With temporary financing of federal agencies expiring Wednesday at midnight, congressional leaders planned to approve a stop-gap bill preventing a government shutdown through next Tuesday, giving lawmakers time to finish the long-term spending legislation.

The two-part compromise announced Tuesday included a $1.1 trillion measure funding federal agencies in the 2016 federal budget year that started Oct. 1. A separate bill, roughly estimated at around $650 billion over the next decade, renews around 50 business and individual tax breaks that have expired or are about to lapse.

Flung between the measures were wins and losses for both parties.

As their top triumph, Republicans cited a lifting of the nation’s ban on crude oil exports, imposed 40 years ago during chronic oil shortages. GOP lawmakers mocked it as a relic that ignored today’s burgeoning U.S. supplies enabled by new drilling methods, while critics called the move an environmentally damaging windfall for big oil companies.

In exchange, Democrats won five-year extensions of credits for wind and solar energy producers and a renewal of a land and water conservation fund. They also blocked GOP proposals to thwart Obama administration clean air and water regulations, but many still found the lifting of the oil export ban a bitter pill.

“Not only are we losing the oil, but we’re losing the jobs that go into refining it,” said House Minority Leader Nancy Pelosi, D-Calif.

After years of trying, Republicans claimed wins by making permanent business tax breaks for research and development and for buying new equipment. People in states without income taxes could also permanently continue deducting local sales taxes on their federal returns.

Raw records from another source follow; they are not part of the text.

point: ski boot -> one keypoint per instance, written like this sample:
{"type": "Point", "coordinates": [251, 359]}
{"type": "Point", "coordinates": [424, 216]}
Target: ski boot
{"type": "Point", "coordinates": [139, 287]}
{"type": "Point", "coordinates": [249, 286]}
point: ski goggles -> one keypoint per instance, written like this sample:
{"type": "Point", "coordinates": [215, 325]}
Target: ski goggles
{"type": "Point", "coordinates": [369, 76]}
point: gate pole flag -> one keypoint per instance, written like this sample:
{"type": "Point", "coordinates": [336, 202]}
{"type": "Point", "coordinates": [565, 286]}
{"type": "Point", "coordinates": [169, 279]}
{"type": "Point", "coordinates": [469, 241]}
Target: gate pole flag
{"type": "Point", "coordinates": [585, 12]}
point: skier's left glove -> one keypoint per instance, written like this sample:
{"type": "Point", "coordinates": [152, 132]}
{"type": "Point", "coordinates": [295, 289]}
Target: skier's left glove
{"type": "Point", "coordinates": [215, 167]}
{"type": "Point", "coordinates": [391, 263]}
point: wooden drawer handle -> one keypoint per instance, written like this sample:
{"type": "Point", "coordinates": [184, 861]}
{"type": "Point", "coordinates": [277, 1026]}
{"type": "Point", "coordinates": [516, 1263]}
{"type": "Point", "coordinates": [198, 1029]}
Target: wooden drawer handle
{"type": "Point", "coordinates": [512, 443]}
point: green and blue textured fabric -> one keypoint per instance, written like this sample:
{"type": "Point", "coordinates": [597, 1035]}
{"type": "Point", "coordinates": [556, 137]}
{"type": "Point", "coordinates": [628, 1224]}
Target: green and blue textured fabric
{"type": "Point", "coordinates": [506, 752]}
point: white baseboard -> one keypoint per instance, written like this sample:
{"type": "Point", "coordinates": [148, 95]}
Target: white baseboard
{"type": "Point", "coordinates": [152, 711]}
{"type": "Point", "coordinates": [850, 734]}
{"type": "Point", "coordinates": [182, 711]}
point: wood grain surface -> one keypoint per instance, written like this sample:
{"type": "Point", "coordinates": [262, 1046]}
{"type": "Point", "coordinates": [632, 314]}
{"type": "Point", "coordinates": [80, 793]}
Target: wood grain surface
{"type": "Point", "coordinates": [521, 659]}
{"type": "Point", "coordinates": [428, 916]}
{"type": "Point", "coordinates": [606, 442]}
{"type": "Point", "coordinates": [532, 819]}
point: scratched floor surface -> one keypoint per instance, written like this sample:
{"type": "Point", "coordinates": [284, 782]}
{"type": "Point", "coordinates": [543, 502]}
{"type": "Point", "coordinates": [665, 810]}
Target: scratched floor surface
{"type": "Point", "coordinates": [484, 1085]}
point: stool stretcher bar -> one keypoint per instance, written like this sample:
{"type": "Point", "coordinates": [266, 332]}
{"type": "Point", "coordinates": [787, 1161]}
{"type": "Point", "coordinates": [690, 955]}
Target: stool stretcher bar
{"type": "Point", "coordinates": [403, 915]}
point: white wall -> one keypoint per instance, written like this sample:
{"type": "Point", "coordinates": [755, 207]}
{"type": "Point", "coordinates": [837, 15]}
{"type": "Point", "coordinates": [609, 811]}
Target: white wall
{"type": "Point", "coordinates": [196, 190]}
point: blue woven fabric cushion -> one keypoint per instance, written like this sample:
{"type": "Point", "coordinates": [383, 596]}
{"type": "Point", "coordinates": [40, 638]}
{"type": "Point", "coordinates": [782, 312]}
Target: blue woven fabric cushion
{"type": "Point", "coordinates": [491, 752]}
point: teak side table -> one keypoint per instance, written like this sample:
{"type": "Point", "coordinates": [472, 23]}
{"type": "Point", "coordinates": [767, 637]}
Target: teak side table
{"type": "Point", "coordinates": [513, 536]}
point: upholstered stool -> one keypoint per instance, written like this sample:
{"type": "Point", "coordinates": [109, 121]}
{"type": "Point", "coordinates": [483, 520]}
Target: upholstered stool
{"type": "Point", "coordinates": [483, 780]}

Democrats got permanent extensions of tax credits for college costs, children and lower-income families.

Taxes imposed to help pay for Obama’s 2010 health care overhaul, which Republicans have long sought to unravel, were curbed — to the applause of the GOP and many Democrats. These included a tax on high-cost health insurance whose scheduled 2018 start was delayed two years, a win for unions, and a suspension in 2016 and 2017 of the 2.3 percent levy on many medical devices.

Language limiting reimbursements to insurance companies losing money on the federal and state health insurance exchanges was retained, despite Democratic efforts to erase it.

Many expired tax breaks were renewed temporarily, including reductions for some companies on Indian reservations, race horses and some film and TV productions.

Omitted were two major GOP goals: Language dismantling much of Obama’s health care law and blocking federal money for Planned Parenthood, which would be certain to draw vetoes. Eager to enact the tax changes and federal funding without a veto fight that could prompt a government shutdown, Republicans have put those provisions in separate legislation.

Democrats said they blocked over 150 GOP-sought provisions.

That included one making it much harder for Syrian and Iraqi refugees to enter the U.S., which the House approved after last month’s terror attack in Paris. Surviving was widely supported language tightening curbs on foreign tourists visiting without visas.

An expired program providing treatment and health monitoring to 9/11 emergency responders was included.

Republicans said the bill held the Environmental Protection Agency’s budget to 2008 spending levels. They also said they prevented increases in most Internal Revenue Service operations, though that agency’s overall $11.2 billion budget was $1.1 billion more than the GOP-run House approved earlier this year.

Medical researchers at the government’s National Institutes of Health would get $32 billion for 2016, a $2 billion increase.